Le misure adottate dai Paesi europei «hanno ridotto collettivamente la trasmissione e, a partire dal 9 giugno 2020, l'incidenza a 14 giorni nell'Ue e nel Regno Unito è diminuita dell'80% dal picco del 9 aprile». Per comprendere bene l'andamento della pandemia occorre perciò allargare lo sguardo. «Il Covid 19 è una malattia globale, è chiaro che quindi il virus gira - ribadisce Stefano Vella, ex direttore del Centro nazionale per la salute globale dell'Istituto Superiore di Sanità e docente di Global Health all'Università Cattolica di Roma - Ecco perché mi preoccupa sentire parlare solo di epidemia locale. Dobbiamo prepararci a fronteggiare il fatto che questo virus non è per niente andato via. Il numero dei nuovi casi è stabile e in più ci sono focolai qua e là». Il calo del numero delle persone che hanno bisogno delle terapie intensive non deve trarre in inganno. «Questo accade non perché il Covid sia meno grave - rimarca Vella - ma perché i pazienti vengono presi in carico prima. Abbiamo capito come trattarli, anche se ancora non esiste un farmaco specifico. Ora c'è un rischio di recrudescenza con le frontiere aperte. Dobbiamo prepararci a piccoli focolai e a casi di importazione».

ALZARE LA GUARDIA
Il virus, insomma, «è sempre lo stesso - spiega Pier Luigi Lopalco, professore di Igiene generale e applicata all'Università di Pisa - Durante l'estate circolerà in maniera molto leggera, a bassa intensità, grazie anche al fatto che si sta all'aperto.
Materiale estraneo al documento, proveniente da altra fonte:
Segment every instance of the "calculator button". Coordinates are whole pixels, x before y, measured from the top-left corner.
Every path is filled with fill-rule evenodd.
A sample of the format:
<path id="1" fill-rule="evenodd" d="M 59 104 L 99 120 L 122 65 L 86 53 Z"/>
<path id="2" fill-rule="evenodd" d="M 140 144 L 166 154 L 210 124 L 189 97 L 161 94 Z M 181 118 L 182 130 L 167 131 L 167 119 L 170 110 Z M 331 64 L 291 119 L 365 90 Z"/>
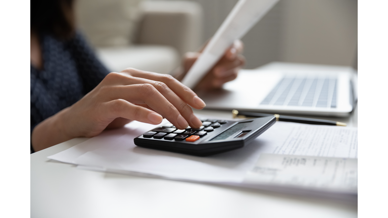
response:
<path id="1" fill-rule="evenodd" d="M 195 130 L 195 131 L 201 131 L 204 129 L 205 128 L 204 126 L 202 126 L 201 127 L 199 128 L 191 128 L 191 130 Z"/>
<path id="2" fill-rule="evenodd" d="M 213 128 L 218 128 L 220 126 L 221 126 L 221 124 L 220 124 L 219 123 L 215 123 L 212 124 L 212 127 Z"/>
<path id="3" fill-rule="evenodd" d="M 206 132 L 211 132 L 211 131 L 214 130 L 214 128 L 213 128 L 212 127 L 206 127 L 206 128 L 205 128 L 205 129 L 204 129 L 204 130 L 206 131 Z"/>
<path id="4" fill-rule="evenodd" d="M 200 120 L 202 122 L 204 122 L 207 121 L 208 119 L 206 118 L 200 118 Z"/>
<path id="5" fill-rule="evenodd" d="M 156 132 L 149 132 L 143 134 L 143 137 L 144 138 L 152 138 L 152 136 L 156 134 Z"/>
<path id="6" fill-rule="evenodd" d="M 226 120 L 219 120 L 219 121 L 218 121 L 218 123 L 220 123 L 220 124 L 226 124 L 226 123 L 227 123 L 227 122 L 227 122 L 227 121 L 226 121 Z"/>
<path id="7" fill-rule="evenodd" d="M 179 135 L 178 136 L 175 137 L 175 140 L 178 141 L 182 141 L 188 136 L 188 135 Z"/>
<path id="8" fill-rule="evenodd" d="M 200 136 L 191 136 L 186 139 L 186 141 L 194 142 L 200 139 Z"/>
<path id="9" fill-rule="evenodd" d="M 185 130 L 176 130 L 174 131 L 174 133 L 182 133 L 185 131 Z"/>
<path id="10" fill-rule="evenodd" d="M 169 134 L 165 136 L 164 139 L 167 140 L 173 140 L 177 135 L 178 134 L 175 133 L 170 133 Z"/>
<path id="11" fill-rule="evenodd" d="M 187 134 L 187 135 L 192 135 L 194 133 L 197 132 L 195 130 L 186 130 L 186 132 L 184 132 L 183 134 Z"/>
<path id="12" fill-rule="evenodd" d="M 176 130 L 175 128 L 170 128 L 168 127 L 159 127 L 156 129 L 154 129 L 152 131 L 154 132 L 173 132 Z"/>
<path id="13" fill-rule="evenodd" d="M 199 135 L 200 136 L 203 136 L 204 135 L 206 135 L 206 134 L 208 134 L 207 132 L 199 131 L 199 132 L 196 132 L 196 134 L 195 134 L 194 135 Z"/>
<path id="14" fill-rule="evenodd" d="M 171 123 L 166 124 L 163 125 L 163 127 L 167 127 L 167 128 L 172 128 L 172 127 L 173 126 L 174 126 L 174 125 Z"/>
<path id="15" fill-rule="evenodd" d="M 163 136 L 165 136 L 167 134 L 167 133 L 159 133 L 157 134 L 154 135 L 154 138 L 161 139 L 163 137 Z"/>

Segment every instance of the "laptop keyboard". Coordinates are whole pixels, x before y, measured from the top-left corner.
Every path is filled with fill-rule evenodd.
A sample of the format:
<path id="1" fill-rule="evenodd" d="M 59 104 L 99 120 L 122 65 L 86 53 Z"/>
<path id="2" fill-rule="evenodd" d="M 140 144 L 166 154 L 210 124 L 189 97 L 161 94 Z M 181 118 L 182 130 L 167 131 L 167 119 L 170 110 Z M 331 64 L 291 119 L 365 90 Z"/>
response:
<path id="1" fill-rule="evenodd" d="M 261 105 L 336 107 L 337 79 L 284 77 Z"/>

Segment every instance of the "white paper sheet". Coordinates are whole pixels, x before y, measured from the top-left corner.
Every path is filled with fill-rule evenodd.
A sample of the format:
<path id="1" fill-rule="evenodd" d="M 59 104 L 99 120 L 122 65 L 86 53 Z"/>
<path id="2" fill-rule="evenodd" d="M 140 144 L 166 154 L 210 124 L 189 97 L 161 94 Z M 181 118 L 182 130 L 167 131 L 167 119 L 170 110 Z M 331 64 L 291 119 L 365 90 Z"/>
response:
<path id="1" fill-rule="evenodd" d="M 193 88 L 233 43 L 241 38 L 279 0 L 239 0 L 204 49 L 182 83 Z"/>
<path id="2" fill-rule="evenodd" d="M 357 159 L 263 153 L 246 183 L 357 192 Z"/>
<path id="3" fill-rule="evenodd" d="M 134 145 L 135 137 L 155 127 L 154 125 L 134 122 L 125 128 L 104 132 L 98 136 L 48 157 L 76 165 L 150 174 L 174 179 L 240 183 L 244 181 L 247 172 L 254 167 L 261 153 L 288 152 L 304 154 L 303 151 L 316 150 L 313 148 L 315 146 L 311 144 L 312 141 L 319 146 L 322 140 L 327 138 L 316 137 L 311 139 L 309 138 L 310 135 L 301 133 L 296 138 L 296 141 L 300 141 L 297 144 L 296 151 L 293 151 L 295 149 L 286 149 L 291 146 L 296 147 L 296 144 L 292 142 L 294 140 L 290 139 L 290 136 L 293 135 L 293 133 L 303 132 L 304 129 L 315 130 L 314 132 L 317 136 L 328 136 L 325 133 L 330 132 L 330 134 L 347 139 L 337 145 L 346 148 L 336 149 L 335 152 L 321 152 L 321 156 L 333 154 L 336 157 L 349 157 L 351 148 L 354 148 L 357 153 L 357 143 L 355 145 L 352 140 L 352 136 L 357 136 L 357 128 L 281 122 L 277 122 L 242 148 L 208 157 L 197 157 L 142 148 Z M 328 132 L 328 128 L 333 130 Z M 344 130 L 346 130 L 347 135 L 338 133 L 344 132 Z M 320 141 L 315 141 L 316 138 Z"/>

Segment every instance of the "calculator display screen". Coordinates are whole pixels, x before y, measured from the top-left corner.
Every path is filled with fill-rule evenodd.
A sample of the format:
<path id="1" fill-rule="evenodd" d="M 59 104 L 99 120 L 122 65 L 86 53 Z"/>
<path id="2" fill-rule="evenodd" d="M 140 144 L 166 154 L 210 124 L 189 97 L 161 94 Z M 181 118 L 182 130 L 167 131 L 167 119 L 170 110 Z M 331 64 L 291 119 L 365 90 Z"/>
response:
<path id="1" fill-rule="evenodd" d="M 220 135 L 218 135 L 216 137 L 213 138 L 211 141 L 225 139 L 228 137 L 233 135 L 235 133 L 239 132 L 241 130 L 244 129 L 246 127 L 248 126 L 248 125 L 249 125 L 249 123 L 251 122 L 252 121 L 238 123 L 233 126 L 233 127 L 231 128 L 230 129 L 226 130 Z"/>

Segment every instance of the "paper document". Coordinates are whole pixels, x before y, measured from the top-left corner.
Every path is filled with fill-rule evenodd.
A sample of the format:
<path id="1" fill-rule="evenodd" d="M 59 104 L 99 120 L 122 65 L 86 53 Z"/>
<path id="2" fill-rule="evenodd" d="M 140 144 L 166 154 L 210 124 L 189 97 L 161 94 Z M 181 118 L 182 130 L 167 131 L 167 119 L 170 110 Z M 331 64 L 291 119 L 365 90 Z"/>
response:
<path id="1" fill-rule="evenodd" d="M 279 0 L 239 0 L 182 81 L 193 88 L 233 42 L 243 37 Z"/>
<path id="2" fill-rule="evenodd" d="M 245 182 L 357 192 L 357 159 L 263 153 Z"/>
<path id="3" fill-rule="evenodd" d="M 319 153 L 320 156 L 345 158 L 357 156 L 357 140 L 352 138 L 357 138 L 357 128 L 282 122 L 276 122 L 244 147 L 208 157 L 135 145 L 134 138 L 156 126 L 159 125 L 133 122 L 125 128 L 104 131 L 48 158 L 107 171 L 146 173 L 177 180 L 238 183 L 244 181 L 247 173 L 262 153 Z M 306 131 L 315 133 L 314 138 L 303 134 Z M 325 142 L 329 137 L 335 140 Z M 340 143 L 336 142 L 338 139 L 341 139 Z"/>

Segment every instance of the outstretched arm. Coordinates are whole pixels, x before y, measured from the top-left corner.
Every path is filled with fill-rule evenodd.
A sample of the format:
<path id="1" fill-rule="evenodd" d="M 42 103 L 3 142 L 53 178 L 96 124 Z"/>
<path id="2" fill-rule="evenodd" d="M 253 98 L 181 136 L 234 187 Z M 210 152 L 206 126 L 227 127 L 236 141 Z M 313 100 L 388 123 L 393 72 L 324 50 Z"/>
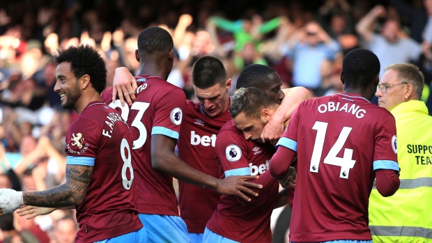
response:
<path id="1" fill-rule="evenodd" d="M 79 205 L 87 194 L 93 166 L 66 166 L 66 182 L 40 191 L 0 190 L 0 215 L 11 213 L 23 205 L 63 207 Z"/>

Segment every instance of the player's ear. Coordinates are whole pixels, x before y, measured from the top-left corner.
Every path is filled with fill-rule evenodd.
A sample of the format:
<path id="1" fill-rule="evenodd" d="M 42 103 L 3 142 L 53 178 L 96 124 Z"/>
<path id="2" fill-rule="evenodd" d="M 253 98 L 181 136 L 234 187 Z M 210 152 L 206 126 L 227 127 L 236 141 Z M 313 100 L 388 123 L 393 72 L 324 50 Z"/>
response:
<path id="1" fill-rule="evenodd" d="M 168 53 L 168 58 L 169 60 L 174 59 L 174 49 L 171 48 L 169 49 L 169 52 Z"/>
<path id="2" fill-rule="evenodd" d="M 265 123 L 268 122 L 271 116 L 272 116 L 272 114 L 268 109 L 263 109 L 261 111 L 261 120 L 263 120 L 263 121 L 265 122 Z"/>
<path id="3" fill-rule="evenodd" d="M 135 59 L 139 62 L 139 52 L 137 49 L 135 50 Z"/>
<path id="4" fill-rule="evenodd" d="M 81 84 L 81 88 L 86 89 L 90 85 L 90 76 L 84 75 L 78 81 Z"/>
<path id="5" fill-rule="evenodd" d="M 229 91 L 229 89 L 231 88 L 232 84 L 233 82 L 231 81 L 231 79 L 228 79 L 228 80 L 226 80 L 226 91 Z"/>
<path id="6" fill-rule="evenodd" d="M 408 84 L 406 85 L 406 91 L 403 97 L 411 97 L 412 95 L 414 95 L 414 86 L 412 86 L 412 84 L 408 83 Z"/>
<path id="7" fill-rule="evenodd" d="M 345 80 L 344 79 L 344 71 L 341 70 L 341 81 L 342 84 L 345 84 Z"/>

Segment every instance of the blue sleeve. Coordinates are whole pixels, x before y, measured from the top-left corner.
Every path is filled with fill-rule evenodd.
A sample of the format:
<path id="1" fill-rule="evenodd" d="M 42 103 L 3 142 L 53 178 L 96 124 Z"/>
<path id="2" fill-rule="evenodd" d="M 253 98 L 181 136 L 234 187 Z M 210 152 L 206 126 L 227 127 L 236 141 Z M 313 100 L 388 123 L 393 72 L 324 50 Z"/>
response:
<path id="1" fill-rule="evenodd" d="M 250 175 L 251 169 L 249 167 L 243 167 L 239 168 L 235 168 L 225 171 L 225 177 L 230 175 Z"/>
<path id="2" fill-rule="evenodd" d="M 279 147 L 279 146 L 281 145 L 285 148 L 291 149 L 291 150 L 297 152 L 297 142 L 294 140 L 286 137 L 282 137 L 279 139 L 277 143 L 276 143 L 276 148 Z"/>
<path id="3" fill-rule="evenodd" d="M 151 129 L 151 134 L 165 135 L 174 139 L 178 139 L 178 132 L 164 127 L 153 127 Z"/>
<path id="4" fill-rule="evenodd" d="M 373 171 L 376 170 L 393 170 L 399 171 L 399 165 L 397 162 L 392 160 L 376 160 L 373 162 Z"/>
Ma in autunno e inverno occorrerà alzare ancora di più la guardia, perché in quel momento la circolazione tende ad aumentare e potrebbe passare a una fase a intensità maggiore. In più, c'è il problema dell'arrivo dell'influenza. Oltre al fatto che le condizioni climatiche ne facilitano la circolazione». Il pericolo, dunque, non bussa alle porte da altri Paesi. «Anche se potrebbe esserci qualche caso che viene da fuori - sottolinea Lopalco - il virus è endemico, lo abbiamo a casa. E se anche chiudessimo in maniera ermetica i nostri confini, ormai il Sars Cov 2 è stabile nella nostra popolazione».